Die Rosa-Hellblau-Falle® war noch nicht besetzt, und so sollte es denn sein. Wir benannten unseren Blog danach, gründeten eine Facebook-Gruppe und waren schnell erleichtert, nicht mehr allein zu sein mit unseren Zweifeln und unserem Staunen darüber, was so schlimm daran sein soll, wenn unser Sohn die geblümte Jacke seiner Schwester trägt, warum Tanzen und Weinen als unmännlich gilt, und wie es dazu kommt, dass Mädchen in vielen Familien so viel selbstverständlicher in die alltägliche Familienarbeit einbezogen werden als Jungen. Die Überraschungseier mit rosa Blümchen waren gerade auf den Markt gekommen, es gab neuerdings violette Legosteine, und wir dachten, jetzt wäre aber langsam mal gut mit dieser »extra für Mädchen«-Werbeoffensive, die immer so ein bisschen nach Frauenförderung klingt, aber natürlich das genaue Gegenteil meint und bewirkt. Wie naiv wir waren!
Eigentlich wollten wir uns ja am liebsten direkt wieder abschaffen, hätten uns gewünscht, die Inhalte dieses Buchs würden sich wenige Jahre später bereits wieder als irrelevant erwiesen haben. Einige Jahre sind nun vergangen seit der Erstauflage 2014, und als Autor*innen freuen wir uns zwar über das anhaltende Interesse, gleichzeitig macht es uns doch fassungslos, dass sich keins der Kapitel erledigt hat, auch heute nicht. In manchen Bereichen ist die Situation nicht nur unverändert geblieben, sondern noch extremer geworden. Gender-Reveal-Partys zum Beispiel, ein Trend aus den USA, erfreuen sich auch in Deutschland zunehmender Beliebtheit: nicht nur, dass weit über 80 Prozent der werdenden Eltern gerne wissen wollen, welche Geschlechtsorgane ihr Ungeborenes hat (vgl. Kapitel 2), sie wollen sie auch klischeevoll feiern. Dafür färben sie das Innere von Kuchen, die dann beim Aufschneiden Rosa oder Hellblau enthüllen, lassen Luftballons in der entsprechenden Farbe aufsteigen oder entzünden mit Farbpulver gefüllte Raketen – in Kalifornien hat im Herbst 2020 eine solche Aktion einen tagelangen Waldbrand ausgelöst. »Was wird es denn?« – die Frage, mit der alles Leben beginnt, scheint noch wichtiger geworden zu sein.
War Rot vor einigen Jahren noch eine Farbe, die auch Jungen tragen durften (vgl.

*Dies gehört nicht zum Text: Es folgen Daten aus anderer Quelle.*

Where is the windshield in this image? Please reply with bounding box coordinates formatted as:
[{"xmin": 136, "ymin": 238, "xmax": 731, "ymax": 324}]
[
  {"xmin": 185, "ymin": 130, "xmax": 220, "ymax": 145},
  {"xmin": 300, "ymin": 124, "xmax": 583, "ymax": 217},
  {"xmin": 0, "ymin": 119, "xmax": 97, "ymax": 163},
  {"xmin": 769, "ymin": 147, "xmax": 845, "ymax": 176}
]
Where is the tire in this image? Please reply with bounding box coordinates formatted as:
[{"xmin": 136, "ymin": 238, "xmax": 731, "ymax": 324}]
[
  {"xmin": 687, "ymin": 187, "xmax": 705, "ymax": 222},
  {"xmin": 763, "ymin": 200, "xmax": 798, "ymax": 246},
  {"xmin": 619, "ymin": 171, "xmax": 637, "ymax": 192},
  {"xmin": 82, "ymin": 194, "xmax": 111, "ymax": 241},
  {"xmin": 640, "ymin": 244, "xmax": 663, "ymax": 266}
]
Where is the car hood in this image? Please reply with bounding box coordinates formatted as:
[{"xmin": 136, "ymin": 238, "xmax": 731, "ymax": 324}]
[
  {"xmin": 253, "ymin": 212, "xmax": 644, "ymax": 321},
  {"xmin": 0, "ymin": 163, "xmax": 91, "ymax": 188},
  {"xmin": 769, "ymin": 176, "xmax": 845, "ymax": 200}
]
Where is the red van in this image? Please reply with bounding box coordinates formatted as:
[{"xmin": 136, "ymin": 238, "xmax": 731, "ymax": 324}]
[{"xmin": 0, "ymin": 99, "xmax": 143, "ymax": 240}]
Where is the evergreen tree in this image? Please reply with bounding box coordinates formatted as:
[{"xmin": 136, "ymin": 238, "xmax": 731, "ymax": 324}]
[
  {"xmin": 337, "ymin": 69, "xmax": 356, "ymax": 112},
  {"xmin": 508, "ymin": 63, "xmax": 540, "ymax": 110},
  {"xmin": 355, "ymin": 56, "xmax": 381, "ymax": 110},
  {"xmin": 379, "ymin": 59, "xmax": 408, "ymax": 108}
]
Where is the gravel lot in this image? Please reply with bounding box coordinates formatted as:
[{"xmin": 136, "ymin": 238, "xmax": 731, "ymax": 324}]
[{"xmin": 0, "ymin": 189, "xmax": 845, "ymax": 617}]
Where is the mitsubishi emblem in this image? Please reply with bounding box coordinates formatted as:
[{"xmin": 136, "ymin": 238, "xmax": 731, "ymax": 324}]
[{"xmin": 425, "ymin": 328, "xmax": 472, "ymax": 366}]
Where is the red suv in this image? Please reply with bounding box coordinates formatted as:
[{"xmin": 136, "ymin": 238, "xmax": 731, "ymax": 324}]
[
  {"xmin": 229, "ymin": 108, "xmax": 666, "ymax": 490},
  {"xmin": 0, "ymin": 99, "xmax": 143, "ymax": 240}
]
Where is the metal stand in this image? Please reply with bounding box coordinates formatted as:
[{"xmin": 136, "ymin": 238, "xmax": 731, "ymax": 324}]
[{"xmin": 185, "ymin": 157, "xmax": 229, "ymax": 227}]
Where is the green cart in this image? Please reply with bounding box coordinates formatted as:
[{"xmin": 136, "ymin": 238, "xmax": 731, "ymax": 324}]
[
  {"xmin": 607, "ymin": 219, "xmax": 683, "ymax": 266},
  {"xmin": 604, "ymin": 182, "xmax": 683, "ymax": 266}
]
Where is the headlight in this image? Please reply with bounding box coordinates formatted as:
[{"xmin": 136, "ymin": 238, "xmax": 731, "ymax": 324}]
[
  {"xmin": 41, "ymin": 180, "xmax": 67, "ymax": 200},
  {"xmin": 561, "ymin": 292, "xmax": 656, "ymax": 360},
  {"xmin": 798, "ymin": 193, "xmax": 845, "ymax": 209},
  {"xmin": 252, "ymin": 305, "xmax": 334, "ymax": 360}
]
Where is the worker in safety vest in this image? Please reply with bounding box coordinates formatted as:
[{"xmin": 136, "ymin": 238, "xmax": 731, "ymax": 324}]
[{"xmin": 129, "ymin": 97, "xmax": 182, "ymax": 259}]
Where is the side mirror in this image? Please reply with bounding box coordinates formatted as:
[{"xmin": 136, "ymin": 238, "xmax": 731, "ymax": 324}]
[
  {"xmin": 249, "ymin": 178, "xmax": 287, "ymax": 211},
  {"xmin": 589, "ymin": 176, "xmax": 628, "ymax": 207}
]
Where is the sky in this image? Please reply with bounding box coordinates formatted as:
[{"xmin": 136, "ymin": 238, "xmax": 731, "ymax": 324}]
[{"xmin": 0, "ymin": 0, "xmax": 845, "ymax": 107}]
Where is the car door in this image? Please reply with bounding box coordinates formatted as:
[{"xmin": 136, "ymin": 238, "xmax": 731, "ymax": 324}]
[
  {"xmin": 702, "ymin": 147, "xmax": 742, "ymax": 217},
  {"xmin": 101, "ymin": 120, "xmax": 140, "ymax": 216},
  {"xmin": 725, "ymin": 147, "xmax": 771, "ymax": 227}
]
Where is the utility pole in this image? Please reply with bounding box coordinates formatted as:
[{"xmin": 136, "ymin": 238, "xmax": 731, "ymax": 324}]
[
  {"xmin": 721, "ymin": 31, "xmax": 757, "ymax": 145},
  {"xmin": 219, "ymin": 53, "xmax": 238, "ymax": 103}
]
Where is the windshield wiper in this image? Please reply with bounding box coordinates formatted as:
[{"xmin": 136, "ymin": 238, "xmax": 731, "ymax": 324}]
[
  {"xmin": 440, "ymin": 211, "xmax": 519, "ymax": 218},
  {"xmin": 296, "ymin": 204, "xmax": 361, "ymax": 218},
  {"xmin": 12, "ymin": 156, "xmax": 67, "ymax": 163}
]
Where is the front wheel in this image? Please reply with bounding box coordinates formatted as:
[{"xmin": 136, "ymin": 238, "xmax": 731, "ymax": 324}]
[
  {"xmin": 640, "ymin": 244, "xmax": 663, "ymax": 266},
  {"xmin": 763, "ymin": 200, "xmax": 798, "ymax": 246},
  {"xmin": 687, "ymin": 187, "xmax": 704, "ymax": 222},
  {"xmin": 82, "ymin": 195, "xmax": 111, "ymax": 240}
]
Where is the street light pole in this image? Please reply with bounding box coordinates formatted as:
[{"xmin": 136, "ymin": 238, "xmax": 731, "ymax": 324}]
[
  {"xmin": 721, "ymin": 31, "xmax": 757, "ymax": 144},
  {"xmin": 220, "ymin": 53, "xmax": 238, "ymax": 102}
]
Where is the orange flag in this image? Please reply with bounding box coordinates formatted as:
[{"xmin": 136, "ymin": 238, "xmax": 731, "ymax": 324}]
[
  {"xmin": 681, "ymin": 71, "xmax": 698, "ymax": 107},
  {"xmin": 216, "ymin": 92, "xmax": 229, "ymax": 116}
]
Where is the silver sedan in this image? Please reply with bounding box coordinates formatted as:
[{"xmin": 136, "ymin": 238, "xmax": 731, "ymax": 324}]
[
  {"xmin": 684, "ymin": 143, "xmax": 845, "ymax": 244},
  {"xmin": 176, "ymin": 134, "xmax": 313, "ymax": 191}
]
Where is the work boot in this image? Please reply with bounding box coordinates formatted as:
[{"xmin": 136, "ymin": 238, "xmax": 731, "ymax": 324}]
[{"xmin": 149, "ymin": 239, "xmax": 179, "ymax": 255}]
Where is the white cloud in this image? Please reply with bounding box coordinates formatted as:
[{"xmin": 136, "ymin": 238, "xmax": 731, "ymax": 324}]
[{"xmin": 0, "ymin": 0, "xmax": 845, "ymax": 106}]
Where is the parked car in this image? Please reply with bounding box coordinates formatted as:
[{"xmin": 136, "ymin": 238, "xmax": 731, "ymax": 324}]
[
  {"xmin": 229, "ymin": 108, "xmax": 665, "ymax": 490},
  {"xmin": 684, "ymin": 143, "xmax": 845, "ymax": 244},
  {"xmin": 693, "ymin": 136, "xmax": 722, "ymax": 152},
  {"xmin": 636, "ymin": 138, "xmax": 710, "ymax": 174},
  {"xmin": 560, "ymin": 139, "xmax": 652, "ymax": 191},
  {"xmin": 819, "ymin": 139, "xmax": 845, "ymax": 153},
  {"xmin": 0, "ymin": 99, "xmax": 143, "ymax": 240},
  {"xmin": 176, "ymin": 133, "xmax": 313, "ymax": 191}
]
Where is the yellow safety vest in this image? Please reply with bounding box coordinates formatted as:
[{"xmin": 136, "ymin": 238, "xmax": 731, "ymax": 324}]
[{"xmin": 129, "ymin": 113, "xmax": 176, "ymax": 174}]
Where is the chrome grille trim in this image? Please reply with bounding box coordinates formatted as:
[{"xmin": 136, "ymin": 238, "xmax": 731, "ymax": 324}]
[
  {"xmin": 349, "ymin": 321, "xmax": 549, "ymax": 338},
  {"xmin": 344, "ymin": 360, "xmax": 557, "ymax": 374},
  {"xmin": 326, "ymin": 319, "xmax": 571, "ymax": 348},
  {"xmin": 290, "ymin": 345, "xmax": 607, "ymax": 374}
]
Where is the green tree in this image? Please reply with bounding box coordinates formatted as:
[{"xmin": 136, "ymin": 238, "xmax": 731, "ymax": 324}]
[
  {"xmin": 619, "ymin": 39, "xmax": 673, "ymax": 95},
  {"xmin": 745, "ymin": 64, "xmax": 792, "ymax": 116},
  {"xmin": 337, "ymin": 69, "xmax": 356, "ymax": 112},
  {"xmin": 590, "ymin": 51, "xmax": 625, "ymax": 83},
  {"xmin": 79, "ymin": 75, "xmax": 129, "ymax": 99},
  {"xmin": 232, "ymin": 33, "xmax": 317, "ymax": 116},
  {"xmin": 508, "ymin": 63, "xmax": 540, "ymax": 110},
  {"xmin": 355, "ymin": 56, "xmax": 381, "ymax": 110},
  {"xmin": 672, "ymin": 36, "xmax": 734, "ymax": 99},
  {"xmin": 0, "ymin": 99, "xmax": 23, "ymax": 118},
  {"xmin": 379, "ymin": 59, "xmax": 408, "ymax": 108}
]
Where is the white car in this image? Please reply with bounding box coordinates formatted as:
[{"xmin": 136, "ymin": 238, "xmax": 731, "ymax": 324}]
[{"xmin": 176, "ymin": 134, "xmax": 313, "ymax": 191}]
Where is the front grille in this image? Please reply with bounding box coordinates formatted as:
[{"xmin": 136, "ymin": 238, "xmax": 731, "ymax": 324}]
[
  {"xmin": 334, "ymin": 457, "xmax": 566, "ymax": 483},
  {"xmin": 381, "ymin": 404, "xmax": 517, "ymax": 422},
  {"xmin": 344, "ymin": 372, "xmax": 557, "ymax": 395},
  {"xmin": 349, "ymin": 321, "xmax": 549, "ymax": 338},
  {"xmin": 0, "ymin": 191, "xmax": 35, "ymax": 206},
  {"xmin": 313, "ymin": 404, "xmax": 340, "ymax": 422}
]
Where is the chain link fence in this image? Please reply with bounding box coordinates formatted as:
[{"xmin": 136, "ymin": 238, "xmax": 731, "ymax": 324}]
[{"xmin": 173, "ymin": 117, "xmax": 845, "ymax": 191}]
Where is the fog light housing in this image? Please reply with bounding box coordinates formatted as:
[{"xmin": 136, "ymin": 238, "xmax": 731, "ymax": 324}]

Kapitel 3), werden Eltern heute auf Spielplätzen angesprochen, gar gemaßregelt, warum sie ihrem Sohn denn eine rote Jacke gekauft hätten. Selbst Schuld, wenn das Kind dann als Mädchen angesprochen wird. Ist das so? Markieren wir neuerdings farblich das Geschlecht unserer Kinder, und suchen, damit Fremde es erkennen, die von Firmen entsprechend gelabelte Kleidung und Spielzeuge aus? Oder sollte es nicht erst einmal darum gehen, was uns und unseren Kindern gefällt, weil die individuelle Wahl doch wichtiger ist als ein Etikett? Allerdings gibt es inzwischen kaum mehr einen Produktbereich, in dem Waren nicht getrennt nach Rosa und Blau beziehungsweise Pink und Mattschwarz angeboten werden. Oft ist die pinke Version dann sogar etwas teurer. Dieses Preisgefälle in Rosa-Blau, das vor allem auf Drogerieprodukte angewandt wird, zum Beispiel bei Rasierern, bei Shampoo oder Parfum, gibt es auch in anderen Bereichen, wie eine Studie der Antidiskriminierungsstelle des Bundes zum Gender Pricing1 2017 aufgezeigt hat, die diese Strategie eindeutig als diskiminierend einstuft. Von Hersteller*innen wird sie trotzdem verteidigt, indem die Verantwortung den Konsumentinnen angelastet wird: Selbst schuld die Frauen, wenn sie für die pinke Variante mehr bezahlen. Wirklich? Und vor allem: dürfen und wollen wir das dann auch Kindern anlasten?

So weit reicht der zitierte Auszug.